ID#004

Aircraft accident and disaster due to burst strikes in Hungary

Szilárd Sárközi
Air Traffic and Airport Administration - Hungary

Since the recent years in Hungary in investigating the incidents, accidents and disasters the Civil Aviation Authority (CAA) at cases where weather possibly involved claims aviational synoptic expertise. These collaborations also enrich general meteorology with airborne experiences never met without hitting it.

Introducing two case studies which are totally different respect to both the synoptic situation, the aircraft type, the phase of flight and the encounter: 1. (August, 1995) in an anticyclon with unstable airmass a Boeing767 international airliner during takeoff encountered a touchdowned microburst from a summer heat thunderstorm just crossed the runway and almost pushed back down onto from a tens of meters height – not happened a disaster (thank to only God!) but the plane’s tail damaged during as just touching the concrete; 2. (July, 2001) in the unstable warm sector of a Carpathian mesocyclon a private six-seat Cessna cruising on 10,000 feet reached close to an embedded Cb-cluster and captured, broken and crashed to the ground by one of its travelling downbursts – all six died and the plane destroyed.

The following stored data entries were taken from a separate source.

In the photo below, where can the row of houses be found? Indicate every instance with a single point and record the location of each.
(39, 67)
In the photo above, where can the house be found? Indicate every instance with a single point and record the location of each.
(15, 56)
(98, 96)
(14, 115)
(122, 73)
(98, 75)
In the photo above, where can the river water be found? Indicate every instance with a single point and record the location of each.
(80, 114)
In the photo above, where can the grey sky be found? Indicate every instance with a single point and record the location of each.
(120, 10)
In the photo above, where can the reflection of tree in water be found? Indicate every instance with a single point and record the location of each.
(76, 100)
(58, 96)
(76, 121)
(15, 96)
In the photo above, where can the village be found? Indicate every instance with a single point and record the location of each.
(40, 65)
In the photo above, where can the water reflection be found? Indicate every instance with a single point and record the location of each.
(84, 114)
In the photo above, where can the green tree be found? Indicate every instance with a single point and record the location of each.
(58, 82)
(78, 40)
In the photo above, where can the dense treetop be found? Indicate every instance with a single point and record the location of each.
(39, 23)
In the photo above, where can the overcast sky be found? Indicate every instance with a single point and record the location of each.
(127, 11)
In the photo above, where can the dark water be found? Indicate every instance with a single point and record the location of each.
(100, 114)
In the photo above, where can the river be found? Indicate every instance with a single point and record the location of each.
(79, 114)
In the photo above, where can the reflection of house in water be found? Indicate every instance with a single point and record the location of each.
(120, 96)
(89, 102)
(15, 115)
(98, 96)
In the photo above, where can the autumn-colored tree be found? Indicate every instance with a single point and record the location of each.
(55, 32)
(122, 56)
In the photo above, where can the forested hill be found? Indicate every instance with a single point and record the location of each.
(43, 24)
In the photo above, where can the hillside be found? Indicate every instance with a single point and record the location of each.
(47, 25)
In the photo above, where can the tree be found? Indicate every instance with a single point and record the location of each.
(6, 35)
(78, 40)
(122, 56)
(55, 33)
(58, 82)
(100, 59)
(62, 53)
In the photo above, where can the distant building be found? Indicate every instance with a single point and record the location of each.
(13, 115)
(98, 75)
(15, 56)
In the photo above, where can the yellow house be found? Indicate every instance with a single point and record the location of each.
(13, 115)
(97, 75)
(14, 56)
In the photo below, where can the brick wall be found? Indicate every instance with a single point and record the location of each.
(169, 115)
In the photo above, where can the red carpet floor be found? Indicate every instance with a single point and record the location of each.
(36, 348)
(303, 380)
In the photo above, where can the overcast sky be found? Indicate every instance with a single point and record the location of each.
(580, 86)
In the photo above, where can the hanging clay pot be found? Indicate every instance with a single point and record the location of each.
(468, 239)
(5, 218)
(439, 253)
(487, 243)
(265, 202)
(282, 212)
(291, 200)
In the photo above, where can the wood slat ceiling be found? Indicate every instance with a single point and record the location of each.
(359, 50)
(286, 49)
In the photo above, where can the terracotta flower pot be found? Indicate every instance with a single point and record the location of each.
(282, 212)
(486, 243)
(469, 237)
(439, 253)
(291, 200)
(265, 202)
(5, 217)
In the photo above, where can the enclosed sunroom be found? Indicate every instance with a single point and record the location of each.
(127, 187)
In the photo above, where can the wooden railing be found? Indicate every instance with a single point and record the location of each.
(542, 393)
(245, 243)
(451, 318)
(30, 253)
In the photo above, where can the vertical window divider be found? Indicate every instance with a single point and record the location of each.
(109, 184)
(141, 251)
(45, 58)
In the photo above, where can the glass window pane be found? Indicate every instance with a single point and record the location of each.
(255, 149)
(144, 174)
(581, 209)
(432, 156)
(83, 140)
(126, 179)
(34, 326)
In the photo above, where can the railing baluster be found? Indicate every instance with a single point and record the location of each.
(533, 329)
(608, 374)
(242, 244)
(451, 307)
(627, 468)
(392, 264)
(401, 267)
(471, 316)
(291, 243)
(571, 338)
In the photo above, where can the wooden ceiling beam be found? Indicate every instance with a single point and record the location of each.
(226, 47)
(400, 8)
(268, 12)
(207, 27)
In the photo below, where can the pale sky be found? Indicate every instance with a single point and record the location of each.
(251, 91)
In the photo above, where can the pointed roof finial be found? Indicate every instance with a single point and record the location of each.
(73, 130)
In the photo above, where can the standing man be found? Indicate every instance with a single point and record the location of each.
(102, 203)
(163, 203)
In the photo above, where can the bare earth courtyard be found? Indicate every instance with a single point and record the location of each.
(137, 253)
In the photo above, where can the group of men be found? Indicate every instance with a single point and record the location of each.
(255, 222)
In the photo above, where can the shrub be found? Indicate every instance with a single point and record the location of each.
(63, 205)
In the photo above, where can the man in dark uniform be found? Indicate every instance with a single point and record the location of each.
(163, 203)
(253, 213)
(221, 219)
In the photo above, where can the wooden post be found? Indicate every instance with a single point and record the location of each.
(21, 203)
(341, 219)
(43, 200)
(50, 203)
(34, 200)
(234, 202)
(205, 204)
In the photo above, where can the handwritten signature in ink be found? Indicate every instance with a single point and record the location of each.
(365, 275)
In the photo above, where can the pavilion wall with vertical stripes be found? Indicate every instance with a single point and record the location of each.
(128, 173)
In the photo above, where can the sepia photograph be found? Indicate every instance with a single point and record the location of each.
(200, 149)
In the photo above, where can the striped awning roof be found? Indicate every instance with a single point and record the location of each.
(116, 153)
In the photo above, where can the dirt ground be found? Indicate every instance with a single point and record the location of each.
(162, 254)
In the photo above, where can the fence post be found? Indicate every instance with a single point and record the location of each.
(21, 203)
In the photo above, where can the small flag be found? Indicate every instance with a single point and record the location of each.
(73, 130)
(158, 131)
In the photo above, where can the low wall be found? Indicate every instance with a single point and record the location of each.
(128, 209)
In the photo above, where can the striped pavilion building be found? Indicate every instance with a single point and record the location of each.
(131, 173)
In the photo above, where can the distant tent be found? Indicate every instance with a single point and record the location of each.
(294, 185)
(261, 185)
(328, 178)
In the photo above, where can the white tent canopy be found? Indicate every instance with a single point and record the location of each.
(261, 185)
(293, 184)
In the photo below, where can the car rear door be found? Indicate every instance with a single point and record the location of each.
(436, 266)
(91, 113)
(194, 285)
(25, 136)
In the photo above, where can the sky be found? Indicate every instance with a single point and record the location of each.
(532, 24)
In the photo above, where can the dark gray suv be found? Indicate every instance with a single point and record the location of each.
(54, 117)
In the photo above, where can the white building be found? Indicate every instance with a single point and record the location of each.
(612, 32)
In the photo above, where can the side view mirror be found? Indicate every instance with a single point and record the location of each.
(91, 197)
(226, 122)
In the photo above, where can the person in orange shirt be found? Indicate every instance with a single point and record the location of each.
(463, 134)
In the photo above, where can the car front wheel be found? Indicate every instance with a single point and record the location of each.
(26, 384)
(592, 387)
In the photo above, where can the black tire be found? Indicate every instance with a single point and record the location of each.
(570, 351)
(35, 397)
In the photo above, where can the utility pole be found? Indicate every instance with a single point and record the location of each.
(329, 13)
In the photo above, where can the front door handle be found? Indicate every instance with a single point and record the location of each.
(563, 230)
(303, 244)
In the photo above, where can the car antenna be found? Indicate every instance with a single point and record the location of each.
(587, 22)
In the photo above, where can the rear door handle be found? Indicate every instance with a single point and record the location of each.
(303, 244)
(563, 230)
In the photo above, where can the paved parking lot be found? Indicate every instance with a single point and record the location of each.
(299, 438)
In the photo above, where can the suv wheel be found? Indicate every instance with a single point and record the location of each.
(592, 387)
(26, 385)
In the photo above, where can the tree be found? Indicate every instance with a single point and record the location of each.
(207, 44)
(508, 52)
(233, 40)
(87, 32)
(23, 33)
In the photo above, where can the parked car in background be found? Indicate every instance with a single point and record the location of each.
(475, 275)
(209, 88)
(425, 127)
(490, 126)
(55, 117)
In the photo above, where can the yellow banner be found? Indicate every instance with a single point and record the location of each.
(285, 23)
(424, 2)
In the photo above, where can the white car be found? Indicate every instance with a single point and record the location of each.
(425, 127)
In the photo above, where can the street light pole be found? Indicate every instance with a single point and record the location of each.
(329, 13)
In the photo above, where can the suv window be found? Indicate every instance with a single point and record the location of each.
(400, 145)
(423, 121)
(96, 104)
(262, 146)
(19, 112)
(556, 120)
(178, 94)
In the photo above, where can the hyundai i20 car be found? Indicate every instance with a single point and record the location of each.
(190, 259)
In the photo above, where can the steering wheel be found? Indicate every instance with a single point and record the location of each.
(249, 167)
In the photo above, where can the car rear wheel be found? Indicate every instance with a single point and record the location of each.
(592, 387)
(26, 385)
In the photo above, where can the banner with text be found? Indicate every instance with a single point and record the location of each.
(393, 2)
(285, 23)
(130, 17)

Presenting the synoptical situation and meso/miso-scale patterns using simultaneous analysed and remote sensed fields with special care to tracking the CBs’ formation and movement by radar and lightning detection. Demonstrating the bursts’ dynamic with reconstructing the plane’s movement and track respectively from the flight data recorder and air traffic control radar data. In the case no. 2 on a simultaneous PPI-RHI weather radar indication also the burst itself and from aerial photos its further damaging to the land will be shown.

As the consequence recommending further new vital procedures for better avoiding these severe outcomes.